Планом операции «Нордлихт» предусматривалось на первом этапе начать наступление из района Мги через Неву, изолировать Ленинград с востока, перерезав пути, связывающие его с Ладожским озером, и соединиться с финскими войсками, которые стояли на Карельском перешейке. На втором этапе — осуществить захват города и полное его уничтожение. Финляндии же предлагалось «выразить свои чувства» артиллерийским огнем.[361]
Финское военное руководство считало необходимым более обстоятельно выяснить все связанное с намерением германского главнокомандования начать наступление на Ленинград, и начальник генерального штаба Хейнрикс направился в Винницу, куда с середины июля переместилась ставка Гитлера. 14 августа Хейнрикс встречался с Гитлером, удостоившись завтрака с ним. Финского генерала ознакомили с военной обстановкой Кейтель, Йодль и Гальдер. Талвела также присутствовал там. К сожалению, нет обстоятельных сведений об этой поездке. В дневнике Туомпо также о происходивших событиях с 12 августа и до 20 сентября 1942 г. пропуск в записях. Маннергейм же, исходя из доклада, который сделал ему Хейнрикс после возвращения в Финляндию,[362]
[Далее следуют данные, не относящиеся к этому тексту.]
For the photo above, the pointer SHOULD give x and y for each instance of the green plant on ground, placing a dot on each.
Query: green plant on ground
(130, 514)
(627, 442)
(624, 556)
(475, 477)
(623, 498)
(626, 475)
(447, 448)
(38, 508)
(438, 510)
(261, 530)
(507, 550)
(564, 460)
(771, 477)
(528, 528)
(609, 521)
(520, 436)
записал в своих мемуарах лишь фразу о том, что немцы «приступят теперь, как ранее уже и было заявлено Гитлером, к уничтожению Петербурга».[363]Между тем, во второй половине августа советские войска на Ленинградском и на Волховском фронтах начали активные наступательные действия. Германское командование вынуждено было использовать для отражения попыток прорвать немецкую оборону южнее Ладожского озера прибывшие из Крыма соединения. 30 августа Гальдер констатировал, что «силы, подготовленные для штурма Ленинграда, все больше и больше используются для сдерживания этого наступления».[364]
В такой обстановке Манштейн, оценивая возможности проведения операции «Нордлихт», пришел к заключению, что нанесение главного улара лучше бы было осуществить со стороны Финляндии, с Карельского перешейка. Вообще же, считал он, наступление следовало одновременно вести с двух направлений — с севера и с юга.[365]
Это, естественно, меняло подход к позиции, которую планировала занимать Финляндия при проведении операции «Нордлихт».Если учесть, что новый замысел Манштейна получил поддержку в ставке Гитлера, то перед финским политическим и военным руководством стала не простая задача. Надо было уже определенно заявить о своем отношении к возможности соучастия финских войск в наступлении на Ленинград, поскольку Йодль 30 августа дал Эрфурту письменное указание довести до сведения военного руководства в Миккели новый подход германского командования к осуществлению операции «Нордлихт» — наступать одновременно с вооруженными силами Финляндии.
Об этом плане Эрфурт сообщил Хейнриксу, последний ответил 2 сентября, что необходимо согласование поставленного вопроса, прежде всего с политическим руководством Финляндии. Через день Хейнрикс официально уведомил Йодля, что предложение немецкого командования «в принципе не отвергается». Ман-нергейм же сделал уточнение, сказав Эрфурту, что участие финнов в операции «Нордлихт» будет «лишь очень скромным».[366]
О том, как следовало понимать такое разъяснение осталось неизвестным.Последовавшие затем события избавили финское командование от конкретизации своих действий, поскольку советские войска, ведя упорные наступательные бои в районе Синявино, а также на ряде других участков Ленинградского и Волховского фронтов, обескровили ударные силы немецкой группировки, готовившейся, в соответствии с оперативным планом «Нордлихт», к захвату Ленинграда. В результате, писал в своих воспоминаниях Манштейн, «вместо запланированного наступления на Ленинград развернулось сражение южнее Ладожского озера… Дивизии нашей армии понесли значительные потери. Вместе с тем была израсходована значительная часть боеприпасов, предназначавшихся для наступления на Ленинград».[367]
По оценке советского командования, только на одном лишь синявинском направлении немецкие войска потеряли убитыми и пленными 60 тыс. солдат и офицеров, 200 танков, 260 самолетов, 600 орудий и минометов.[368] Тем самым, по признанию Манштейна, «о наступлении на Ленинград теперь не могло быть и речи».[369]